Privacy - TOR, VPN, DOH, Encryption. What's effective and what does it provide?

22 Dec 2019 - tsp
Last update 31 Mar 2020
Reading time 21 mins

Note: Since I’ve written that blog post somewhere deep in the night please don’t freak out because of grammar- and orthography mistakes …

First what’s this post about? Since I often hear that there is much confusion about the level or type of privacy when I talk with people about onion routing services like TOR, tunneling services like VPN, DNS encryption via DOH, using proxyservers, using alternate DNS services, using encryption and signature, etc. I’ve decided to write a short blog post about that different stuff and what it provides - and what not (from my own personal point of view and experience).

Understanding the different threats
Countermeasures and what they can provide

Understanding the different threats

First one has to understand the different threats that one’s exposed to when using the network.

Attackers sniffing the network traffic and gaining information from inside the traffic (like billing information, passwords, etc.). The normal defense against this type of attack is using strong encryption and strong authentication (i.e. using safe data transfer to an trusted entity - the major pitfall being here how one builds up the trust relationship)
Attackers looking at network traffic and gathering information via metadata. This is much less understood - but the threat mostly tried to be avoided by techniques like public VPNs and public proxyservers. When gathering metadata (i.e. information about who sends traffic to which destination) the third party tries to gather information about social network structure and also behaviour of single people as well as groups.

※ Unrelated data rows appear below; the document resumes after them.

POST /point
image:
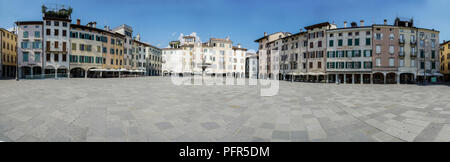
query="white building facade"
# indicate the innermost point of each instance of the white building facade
(30, 51)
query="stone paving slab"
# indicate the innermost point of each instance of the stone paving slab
(154, 109)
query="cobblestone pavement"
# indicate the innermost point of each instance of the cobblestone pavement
(153, 109)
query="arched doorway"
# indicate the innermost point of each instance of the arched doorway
(321, 78)
(62, 72)
(366, 78)
(378, 78)
(37, 71)
(93, 74)
(391, 78)
(26, 72)
(77, 72)
(49, 72)
(406, 78)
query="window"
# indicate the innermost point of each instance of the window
(56, 57)
(378, 49)
(24, 44)
(37, 57)
(37, 45)
(391, 49)
(379, 36)
(391, 62)
(367, 41)
(25, 56)
(378, 62)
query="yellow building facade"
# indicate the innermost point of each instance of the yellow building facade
(8, 53)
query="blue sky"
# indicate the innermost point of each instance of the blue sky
(160, 21)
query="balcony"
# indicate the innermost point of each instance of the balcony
(413, 54)
(413, 42)
(401, 54)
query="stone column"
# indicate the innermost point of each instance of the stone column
(336, 77)
(353, 78)
(371, 78)
(361, 80)
(345, 78)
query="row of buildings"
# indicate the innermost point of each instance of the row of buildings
(8, 53)
(445, 59)
(54, 47)
(379, 53)
(216, 57)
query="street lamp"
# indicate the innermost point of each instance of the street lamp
(17, 53)
(424, 61)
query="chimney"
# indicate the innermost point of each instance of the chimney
(138, 37)
(107, 28)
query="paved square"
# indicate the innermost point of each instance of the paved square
(154, 109)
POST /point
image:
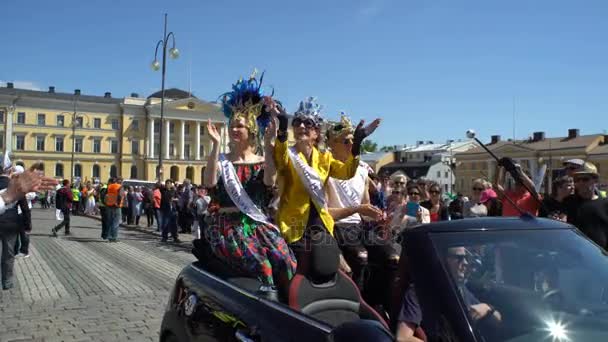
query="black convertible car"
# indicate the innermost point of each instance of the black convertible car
(546, 279)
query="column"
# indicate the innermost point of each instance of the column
(167, 139)
(151, 138)
(8, 130)
(197, 140)
(182, 139)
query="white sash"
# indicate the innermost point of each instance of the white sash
(309, 178)
(238, 195)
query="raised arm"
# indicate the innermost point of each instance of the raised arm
(212, 168)
(270, 171)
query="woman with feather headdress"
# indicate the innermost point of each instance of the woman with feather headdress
(304, 171)
(240, 232)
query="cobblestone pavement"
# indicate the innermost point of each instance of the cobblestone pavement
(81, 288)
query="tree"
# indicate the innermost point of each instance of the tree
(369, 146)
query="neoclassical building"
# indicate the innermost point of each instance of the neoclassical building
(109, 136)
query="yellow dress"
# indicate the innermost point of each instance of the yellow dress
(294, 206)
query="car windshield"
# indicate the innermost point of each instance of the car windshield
(529, 285)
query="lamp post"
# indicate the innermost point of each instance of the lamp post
(73, 138)
(174, 53)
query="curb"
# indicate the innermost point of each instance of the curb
(141, 230)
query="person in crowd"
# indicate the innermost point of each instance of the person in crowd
(75, 200)
(474, 208)
(554, 206)
(423, 185)
(202, 205)
(456, 207)
(305, 171)
(490, 200)
(518, 194)
(24, 220)
(168, 215)
(90, 195)
(438, 211)
(148, 205)
(156, 195)
(410, 316)
(376, 196)
(113, 201)
(11, 224)
(350, 207)
(585, 209)
(64, 200)
(240, 232)
(103, 210)
(185, 203)
(412, 213)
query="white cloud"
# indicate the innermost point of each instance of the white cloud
(23, 85)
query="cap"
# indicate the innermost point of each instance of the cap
(587, 169)
(577, 162)
(487, 195)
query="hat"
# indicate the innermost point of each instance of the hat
(487, 195)
(18, 169)
(587, 169)
(577, 162)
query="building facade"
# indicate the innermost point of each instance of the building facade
(428, 160)
(534, 155)
(109, 136)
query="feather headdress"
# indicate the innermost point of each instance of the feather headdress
(246, 101)
(345, 126)
(309, 109)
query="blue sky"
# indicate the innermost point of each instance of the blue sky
(430, 68)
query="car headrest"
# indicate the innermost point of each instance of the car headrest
(324, 257)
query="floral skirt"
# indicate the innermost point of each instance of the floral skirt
(252, 247)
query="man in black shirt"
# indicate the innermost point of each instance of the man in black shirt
(167, 212)
(585, 209)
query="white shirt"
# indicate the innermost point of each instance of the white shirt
(336, 197)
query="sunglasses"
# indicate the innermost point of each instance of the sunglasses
(459, 257)
(308, 123)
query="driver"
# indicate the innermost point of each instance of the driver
(410, 315)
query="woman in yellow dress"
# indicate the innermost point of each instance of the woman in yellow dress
(304, 170)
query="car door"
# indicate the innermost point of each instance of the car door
(227, 312)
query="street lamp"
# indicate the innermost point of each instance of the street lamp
(73, 138)
(156, 65)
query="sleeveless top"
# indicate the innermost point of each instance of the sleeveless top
(336, 197)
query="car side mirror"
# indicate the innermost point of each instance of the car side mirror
(360, 331)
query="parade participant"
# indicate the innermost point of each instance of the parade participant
(64, 201)
(554, 206)
(438, 210)
(240, 232)
(349, 204)
(474, 207)
(305, 170)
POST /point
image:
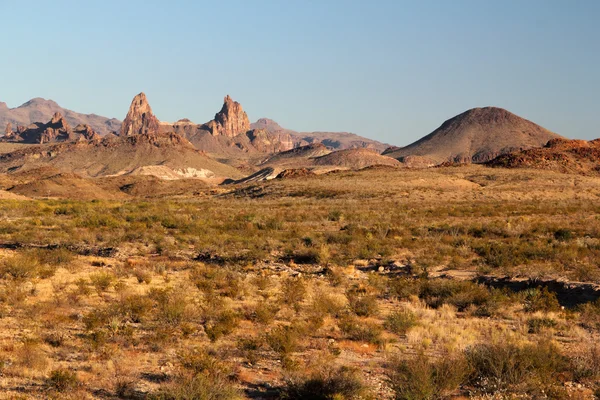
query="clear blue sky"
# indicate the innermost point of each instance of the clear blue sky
(389, 70)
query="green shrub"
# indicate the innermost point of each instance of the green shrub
(420, 378)
(328, 384)
(221, 324)
(101, 281)
(536, 325)
(356, 329)
(502, 363)
(283, 340)
(62, 380)
(563, 235)
(400, 321)
(540, 300)
(20, 266)
(198, 387)
(363, 305)
(293, 292)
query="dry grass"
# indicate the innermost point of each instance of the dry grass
(241, 295)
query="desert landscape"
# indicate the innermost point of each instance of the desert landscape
(231, 260)
(301, 200)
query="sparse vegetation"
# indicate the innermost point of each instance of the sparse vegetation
(428, 294)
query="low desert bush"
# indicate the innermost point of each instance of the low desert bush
(363, 305)
(422, 378)
(283, 339)
(500, 363)
(537, 324)
(540, 300)
(400, 321)
(221, 324)
(101, 281)
(293, 292)
(360, 330)
(328, 384)
(198, 387)
(62, 380)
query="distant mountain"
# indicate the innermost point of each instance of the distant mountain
(54, 131)
(334, 140)
(40, 110)
(476, 136)
(560, 155)
(229, 134)
(316, 156)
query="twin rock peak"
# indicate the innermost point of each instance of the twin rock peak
(140, 120)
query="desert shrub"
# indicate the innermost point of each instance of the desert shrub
(335, 276)
(142, 275)
(264, 313)
(403, 288)
(326, 304)
(62, 380)
(55, 339)
(335, 215)
(30, 355)
(590, 314)
(420, 378)
(400, 321)
(221, 324)
(13, 292)
(501, 363)
(362, 305)
(536, 325)
(359, 330)
(262, 282)
(198, 387)
(460, 294)
(20, 266)
(249, 347)
(101, 281)
(328, 384)
(563, 235)
(283, 339)
(201, 361)
(293, 291)
(586, 364)
(134, 307)
(55, 256)
(306, 256)
(171, 304)
(540, 300)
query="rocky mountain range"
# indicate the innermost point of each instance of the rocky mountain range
(40, 110)
(333, 140)
(560, 155)
(54, 131)
(229, 148)
(475, 136)
(229, 122)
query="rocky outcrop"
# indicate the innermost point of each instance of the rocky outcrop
(230, 121)
(266, 142)
(85, 132)
(560, 155)
(38, 109)
(139, 119)
(56, 130)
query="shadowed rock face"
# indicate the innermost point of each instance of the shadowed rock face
(476, 136)
(41, 110)
(56, 130)
(139, 119)
(230, 121)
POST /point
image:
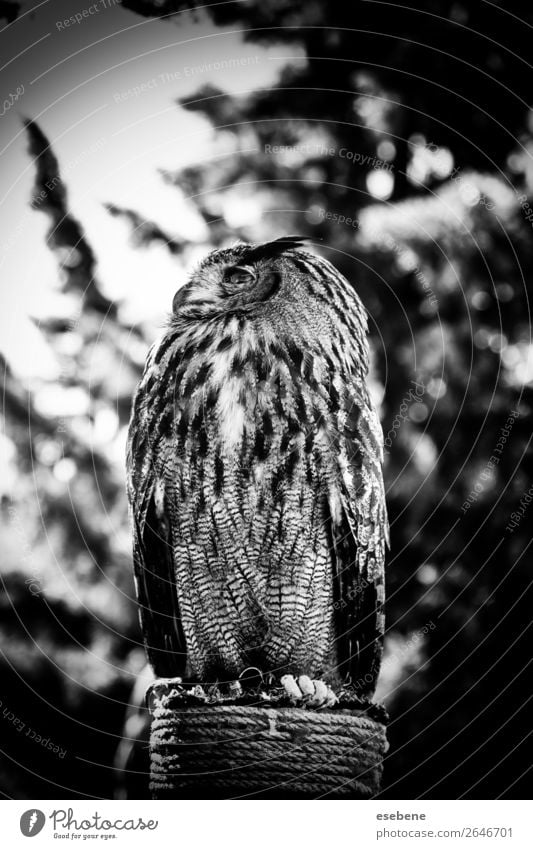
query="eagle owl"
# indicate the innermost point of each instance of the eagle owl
(254, 477)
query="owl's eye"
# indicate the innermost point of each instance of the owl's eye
(241, 274)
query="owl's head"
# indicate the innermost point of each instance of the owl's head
(238, 278)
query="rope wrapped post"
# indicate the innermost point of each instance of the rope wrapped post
(259, 744)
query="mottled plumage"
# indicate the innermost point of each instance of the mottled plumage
(254, 476)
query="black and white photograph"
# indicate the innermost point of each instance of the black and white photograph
(267, 404)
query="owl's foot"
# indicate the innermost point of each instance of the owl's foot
(312, 693)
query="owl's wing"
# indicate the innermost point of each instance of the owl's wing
(152, 551)
(359, 535)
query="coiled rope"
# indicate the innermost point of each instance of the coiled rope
(262, 745)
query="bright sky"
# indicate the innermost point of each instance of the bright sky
(104, 91)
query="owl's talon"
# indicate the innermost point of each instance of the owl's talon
(291, 687)
(306, 685)
(323, 695)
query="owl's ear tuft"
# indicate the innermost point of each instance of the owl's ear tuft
(269, 250)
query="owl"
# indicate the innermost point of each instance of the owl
(254, 478)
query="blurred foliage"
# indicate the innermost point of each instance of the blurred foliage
(431, 103)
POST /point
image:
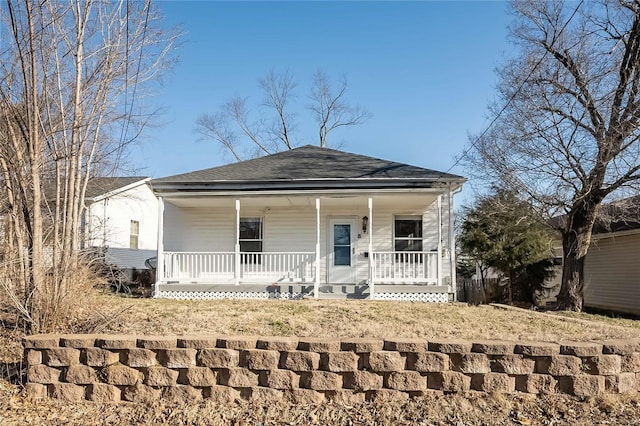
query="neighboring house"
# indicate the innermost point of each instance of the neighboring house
(612, 264)
(122, 219)
(308, 221)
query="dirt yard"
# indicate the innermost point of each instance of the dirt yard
(326, 319)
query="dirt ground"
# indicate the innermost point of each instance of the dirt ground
(331, 319)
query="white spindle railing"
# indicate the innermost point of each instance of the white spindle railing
(254, 267)
(277, 266)
(198, 266)
(405, 267)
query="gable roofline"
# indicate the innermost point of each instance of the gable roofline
(307, 167)
(141, 181)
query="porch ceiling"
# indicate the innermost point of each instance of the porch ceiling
(411, 199)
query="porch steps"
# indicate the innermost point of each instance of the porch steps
(341, 291)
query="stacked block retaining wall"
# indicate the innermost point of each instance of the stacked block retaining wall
(112, 368)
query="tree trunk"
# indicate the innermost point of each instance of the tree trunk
(575, 243)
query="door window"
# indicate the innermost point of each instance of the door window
(342, 244)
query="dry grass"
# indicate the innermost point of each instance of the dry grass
(341, 318)
(107, 313)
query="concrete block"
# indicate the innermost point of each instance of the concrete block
(138, 357)
(362, 381)
(428, 362)
(279, 379)
(97, 357)
(78, 341)
(450, 346)
(237, 342)
(361, 345)
(512, 364)
(471, 363)
(406, 381)
(198, 342)
(43, 374)
(160, 376)
(493, 382)
(280, 344)
(559, 365)
(100, 392)
(449, 381)
(237, 378)
(604, 365)
(177, 358)
(181, 394)
(537, 349)
(66, 392)
(259, 359)
(197, 376)
(493, 347)
(41, 341)
(406, 345)
(142, 394)
(121, 375)
(385, 361)
(300, 361)
(536, 383)
(157, 342)
(80, 375)
(218, 358)
(116, 342)
(339, 362)
(61, 357)
(320, 380)
(319, 345)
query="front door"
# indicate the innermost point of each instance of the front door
(342, 247)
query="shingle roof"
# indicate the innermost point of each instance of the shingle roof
(308, 163)
(101, 185)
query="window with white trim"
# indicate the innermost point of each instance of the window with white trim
(134, 234)
(407, 235)
(250, 239)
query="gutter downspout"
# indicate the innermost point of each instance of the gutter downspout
(452, 244)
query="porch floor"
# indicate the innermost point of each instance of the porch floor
(326, 291)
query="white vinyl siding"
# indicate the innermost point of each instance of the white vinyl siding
(612, 274)
(293, 229)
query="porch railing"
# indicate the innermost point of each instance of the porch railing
(220, 267)
(405, 267)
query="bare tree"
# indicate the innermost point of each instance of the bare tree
(71, 76)
(566, 128)
(272, 126)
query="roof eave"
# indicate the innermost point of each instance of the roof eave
(242, 186)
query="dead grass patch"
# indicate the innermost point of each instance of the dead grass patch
(331, 318)
(343, 319)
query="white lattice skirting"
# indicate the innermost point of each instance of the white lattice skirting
(413, 297)
(217, 295)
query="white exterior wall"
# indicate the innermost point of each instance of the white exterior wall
(293, 229)
(109, 220)
(612, 274)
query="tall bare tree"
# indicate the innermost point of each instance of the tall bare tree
(71, 76)
(271, 127)
(566, 130)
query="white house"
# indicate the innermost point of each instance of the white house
(612, 265)
(310, 220)
(122, 218)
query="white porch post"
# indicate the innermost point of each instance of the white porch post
(452, 248)
(160, 248)
(370, 249)
(236, 269)
(439, 272)
(316, 285)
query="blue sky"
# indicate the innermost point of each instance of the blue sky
(425, 70)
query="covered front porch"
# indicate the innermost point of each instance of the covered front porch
(326, 245)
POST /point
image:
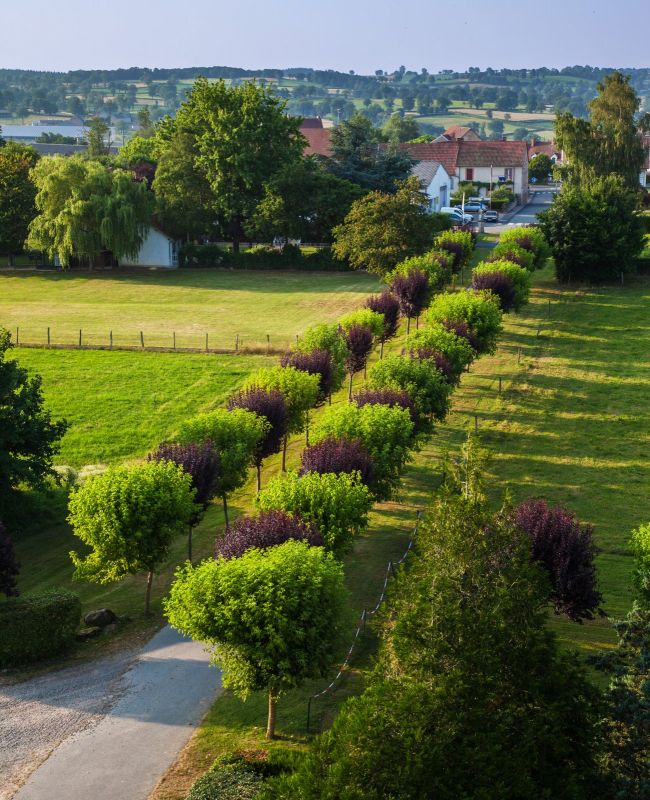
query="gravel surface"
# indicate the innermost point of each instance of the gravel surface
(37, 715)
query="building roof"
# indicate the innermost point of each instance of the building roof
(426, 171)
(319, 141)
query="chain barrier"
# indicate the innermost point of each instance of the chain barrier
(365, 615)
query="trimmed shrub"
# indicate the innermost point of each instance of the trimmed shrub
(510, 251)
(499, 284)
(318, 362)
(267, 529)
(35, 627)
(337, 455)
(518, 276)
(396, 398)
(457, 351)
(388, 305)
(424, 383)
(566, 550)
(480, 311)
(337, 505)
(531, 239)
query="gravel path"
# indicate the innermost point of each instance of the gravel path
(108, 730)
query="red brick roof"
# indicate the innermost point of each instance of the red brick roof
(318, 141)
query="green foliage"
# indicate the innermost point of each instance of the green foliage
(128, 517)
(381, 229)
(425, 384)
(436, 264)
(519, 276)
(235, 435)
(17, 195)
(327, 337)
(364, 316)
(480, 311)
(274, 617)
(299, 389)
(456, 349)
(35, 627)
(337, 504)
(595, 231)
(85, 208)
(29, 438)
(386, 433)
(531, 239)
(641, 575)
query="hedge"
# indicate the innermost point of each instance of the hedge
(37, 626)
(261, 257)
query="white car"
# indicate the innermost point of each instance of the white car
(457, 215)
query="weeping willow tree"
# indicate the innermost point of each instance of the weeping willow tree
(87, 211)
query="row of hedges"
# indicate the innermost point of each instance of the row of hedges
(261, 257)
(37, 627)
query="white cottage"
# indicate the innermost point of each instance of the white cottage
(157, 250)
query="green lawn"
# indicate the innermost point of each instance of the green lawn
(192, 302)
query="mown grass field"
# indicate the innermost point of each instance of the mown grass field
(189, 302)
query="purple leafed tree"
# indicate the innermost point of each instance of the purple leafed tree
(412, 292)
(463, 330)
(499, 284)
(318, 362)
(388, 397)
(387, 304)
(201, 462)
(272, 406)
(565, 548)
(269, 528)
(9, 566)
(359, 341)
(337, 455)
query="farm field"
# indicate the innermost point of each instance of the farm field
(189, 302)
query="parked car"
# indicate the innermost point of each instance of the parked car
(457, 215)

It’s really interesting to see which parts of a network communicate with whom, which parts are social or communicational hubs (i.e. have a high rank inside the social network), which subgroups do exist inside the networks and of course also who behaves untypical. To decide who behaves untypical it’s of course required to determine what’s typical as a ground truth - by gathering as much data as one is capable of. The same method is also applied by governmental investigators when they try to understand criminal organizations or try to determine if a given person or group poses a threat to the state.
The last type of threat is being afraid of a currently lawful entity (like the government) to collect much data about the citizens and either exploiting that information at the current time or at a later time when the government has replaced by some extremist party to silence and attack their political opponents. The same type of attack is of course possible in economic space to locate potantial competitors, gathering as much information about them and trying to outperform them (especially as a large company to keep competition as far away as possible - which is normally called bussines intelligence these days)

As one can see part of the fear is about an attacker being capable of reading or spoofing the content of communications. The other part of the attacks is about being threatened by exposing metadata (i.e. social network structure) and the ability to infer information about entities by having collected huge amounts of information about similar entities. The defense against all of that is of course done using different technologies (or not using some services).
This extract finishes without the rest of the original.